0
votes

having an assembly user-space program like this:

_start:
data: db"DATA..........."
    mov eax, 5

result in CPU executing data which will result in a Hardware exception which is supposed to be catch by linux kernal which will result in segmentation fault and terminating the program. My question is how CPU tell kernal about the exception and if there is some details (like division by zero or data execution exception) and how it knows what next instruction to execute when an exception like this happen to deal with the exception (something like kernal hardware exception handler I guess)

2
will result in a Hardware exception - not if that data happens to be a sequence of valid machine instructions (no #UD illegal instruction), and which don't page-fault (no invalid memory operands), or other exceptions. So really it's no different from asking how the kernel handles divide-by-zero, page-fault, or other exceptions (including illegal instruction) - Peter Cordes

2 Answers

3
votes

My question is how CPU tell kernel about the exception ...
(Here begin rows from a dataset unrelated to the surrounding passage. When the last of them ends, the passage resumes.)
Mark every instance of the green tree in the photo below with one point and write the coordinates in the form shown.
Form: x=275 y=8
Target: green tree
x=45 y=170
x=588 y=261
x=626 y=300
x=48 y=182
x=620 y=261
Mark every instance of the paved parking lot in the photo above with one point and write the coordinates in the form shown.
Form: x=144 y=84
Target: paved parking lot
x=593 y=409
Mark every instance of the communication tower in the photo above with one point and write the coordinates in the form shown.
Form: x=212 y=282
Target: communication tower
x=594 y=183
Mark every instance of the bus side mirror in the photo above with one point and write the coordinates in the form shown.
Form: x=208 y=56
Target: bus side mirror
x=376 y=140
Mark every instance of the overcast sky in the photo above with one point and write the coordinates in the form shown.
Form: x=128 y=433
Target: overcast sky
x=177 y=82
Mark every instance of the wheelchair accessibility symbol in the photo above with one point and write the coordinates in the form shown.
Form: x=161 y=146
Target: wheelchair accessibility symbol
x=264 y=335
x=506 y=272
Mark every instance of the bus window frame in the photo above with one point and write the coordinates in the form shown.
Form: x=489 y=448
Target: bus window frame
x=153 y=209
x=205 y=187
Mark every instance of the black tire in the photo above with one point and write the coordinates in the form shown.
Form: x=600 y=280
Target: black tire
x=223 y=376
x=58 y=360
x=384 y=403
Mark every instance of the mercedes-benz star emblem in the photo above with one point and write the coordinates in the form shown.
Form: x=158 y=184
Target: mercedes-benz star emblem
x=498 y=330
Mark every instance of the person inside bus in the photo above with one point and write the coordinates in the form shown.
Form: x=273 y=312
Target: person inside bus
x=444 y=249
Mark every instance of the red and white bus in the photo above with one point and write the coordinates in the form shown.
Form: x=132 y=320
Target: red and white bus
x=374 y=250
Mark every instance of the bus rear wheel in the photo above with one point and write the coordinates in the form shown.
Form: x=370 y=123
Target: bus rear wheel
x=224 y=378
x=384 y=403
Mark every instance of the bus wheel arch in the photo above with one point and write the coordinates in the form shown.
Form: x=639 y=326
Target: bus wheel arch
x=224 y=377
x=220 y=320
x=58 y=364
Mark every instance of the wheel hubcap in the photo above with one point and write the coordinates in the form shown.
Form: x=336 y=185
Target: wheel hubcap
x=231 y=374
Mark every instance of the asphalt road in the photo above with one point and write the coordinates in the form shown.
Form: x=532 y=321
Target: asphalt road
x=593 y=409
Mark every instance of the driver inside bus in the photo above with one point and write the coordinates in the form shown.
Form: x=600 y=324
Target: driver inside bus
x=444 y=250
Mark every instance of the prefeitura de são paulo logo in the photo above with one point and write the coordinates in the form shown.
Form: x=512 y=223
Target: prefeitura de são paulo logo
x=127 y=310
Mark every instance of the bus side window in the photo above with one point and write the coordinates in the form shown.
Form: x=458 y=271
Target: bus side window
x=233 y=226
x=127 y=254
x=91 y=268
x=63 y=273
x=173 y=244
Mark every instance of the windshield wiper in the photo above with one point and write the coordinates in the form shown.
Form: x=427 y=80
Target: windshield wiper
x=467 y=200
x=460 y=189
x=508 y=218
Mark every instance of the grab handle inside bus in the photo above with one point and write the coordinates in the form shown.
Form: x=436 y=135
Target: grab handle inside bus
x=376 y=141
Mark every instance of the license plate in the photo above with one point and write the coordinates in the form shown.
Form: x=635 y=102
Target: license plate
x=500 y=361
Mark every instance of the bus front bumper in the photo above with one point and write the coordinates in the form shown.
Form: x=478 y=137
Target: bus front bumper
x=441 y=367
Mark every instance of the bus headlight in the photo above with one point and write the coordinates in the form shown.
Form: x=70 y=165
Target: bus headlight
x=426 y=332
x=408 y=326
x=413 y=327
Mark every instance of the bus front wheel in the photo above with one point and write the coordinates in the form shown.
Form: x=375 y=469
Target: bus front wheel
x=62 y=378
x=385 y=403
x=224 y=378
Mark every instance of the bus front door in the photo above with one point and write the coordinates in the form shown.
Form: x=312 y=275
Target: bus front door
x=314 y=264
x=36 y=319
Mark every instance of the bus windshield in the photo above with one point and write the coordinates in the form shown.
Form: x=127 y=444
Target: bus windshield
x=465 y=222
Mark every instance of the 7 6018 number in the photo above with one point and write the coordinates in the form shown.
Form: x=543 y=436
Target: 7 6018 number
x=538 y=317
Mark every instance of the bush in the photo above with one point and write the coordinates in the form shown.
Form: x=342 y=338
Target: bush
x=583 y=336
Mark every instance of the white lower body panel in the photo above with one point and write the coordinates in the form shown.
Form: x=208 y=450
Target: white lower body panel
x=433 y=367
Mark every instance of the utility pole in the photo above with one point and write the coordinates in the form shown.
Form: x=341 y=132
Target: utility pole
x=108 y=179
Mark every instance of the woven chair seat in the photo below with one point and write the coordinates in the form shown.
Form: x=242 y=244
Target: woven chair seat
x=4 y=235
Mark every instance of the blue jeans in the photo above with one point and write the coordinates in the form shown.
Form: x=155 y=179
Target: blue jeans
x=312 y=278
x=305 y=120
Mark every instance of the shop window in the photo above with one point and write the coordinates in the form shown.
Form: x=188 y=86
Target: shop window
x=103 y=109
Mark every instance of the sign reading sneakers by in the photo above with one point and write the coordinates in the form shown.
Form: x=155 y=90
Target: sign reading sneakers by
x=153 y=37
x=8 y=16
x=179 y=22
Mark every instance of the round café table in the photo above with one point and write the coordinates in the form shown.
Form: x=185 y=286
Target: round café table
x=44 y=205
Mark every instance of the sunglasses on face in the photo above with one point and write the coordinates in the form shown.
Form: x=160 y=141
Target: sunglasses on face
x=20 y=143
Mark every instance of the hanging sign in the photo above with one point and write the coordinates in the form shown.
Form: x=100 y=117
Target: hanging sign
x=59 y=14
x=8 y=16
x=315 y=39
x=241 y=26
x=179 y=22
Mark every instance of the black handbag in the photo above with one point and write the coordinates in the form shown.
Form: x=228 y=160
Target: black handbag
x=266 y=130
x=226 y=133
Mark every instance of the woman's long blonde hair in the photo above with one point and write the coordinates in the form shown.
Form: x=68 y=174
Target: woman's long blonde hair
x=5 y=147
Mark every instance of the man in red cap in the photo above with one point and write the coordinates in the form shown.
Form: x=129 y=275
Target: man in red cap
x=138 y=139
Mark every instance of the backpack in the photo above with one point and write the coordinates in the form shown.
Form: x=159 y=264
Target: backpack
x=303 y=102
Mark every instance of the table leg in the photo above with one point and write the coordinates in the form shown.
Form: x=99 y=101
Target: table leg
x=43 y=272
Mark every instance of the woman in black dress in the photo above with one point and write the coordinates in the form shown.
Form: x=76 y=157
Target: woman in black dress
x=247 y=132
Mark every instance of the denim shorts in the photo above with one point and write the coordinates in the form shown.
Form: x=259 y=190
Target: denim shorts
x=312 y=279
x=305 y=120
... and how it knows what next instruction to execute ...

On x86 CPUs, exceptions are interrupts (just like hardware interrupts or interrupts called by the int instruction):

When some exception happens, the CPU will push the address of the instruction and some other information on the kernel's stack and jump to the address specified in the interrupt vector table.

The kernel may read the address pushed on the stack to get information about which instruction caused the exception.

... and if there is some details ...

Different types of exceptions call different interrupt vectors:

A "division by zero" will cause a jump to the address specified in the first entry in the interrupt vector table; a "page fault" will cause a jump to the address specified in the 15th entry of that table.

The OS has different "exception handlers" (assembly programs which are called by the hardware in the case of an exception) for different kinds of exceptions. The addresses of these handlers are stored in the interrupt vector table. The CPU will read the address of the handler from that table.

For some exception types (e.g. "general protection fault") the CPU writes additional information to the stack. For other exception types (e.g. "page fault") there are special registers containing additional information.

3
votes

Executing arbitrary data will generally lead to an undefined instruction exception, #UD. (But it could also cause a page fault, GP fault, or some other exception first. And there’s a possibility it could get into a loop with no fault.)

When the CPU detects a fault, it transitions to kernel mode and loads the descriptor from the IDT corresponding to the fault number (descriptor 6 for #UD). It pushes the current SS, RSP, flags, CS, and RIP onto the kernel stack. It starts executing kernel code at the address in the IDT descriptor. The kernel can tell it was #UD instead of some other exception by the address of the handler that begins executing.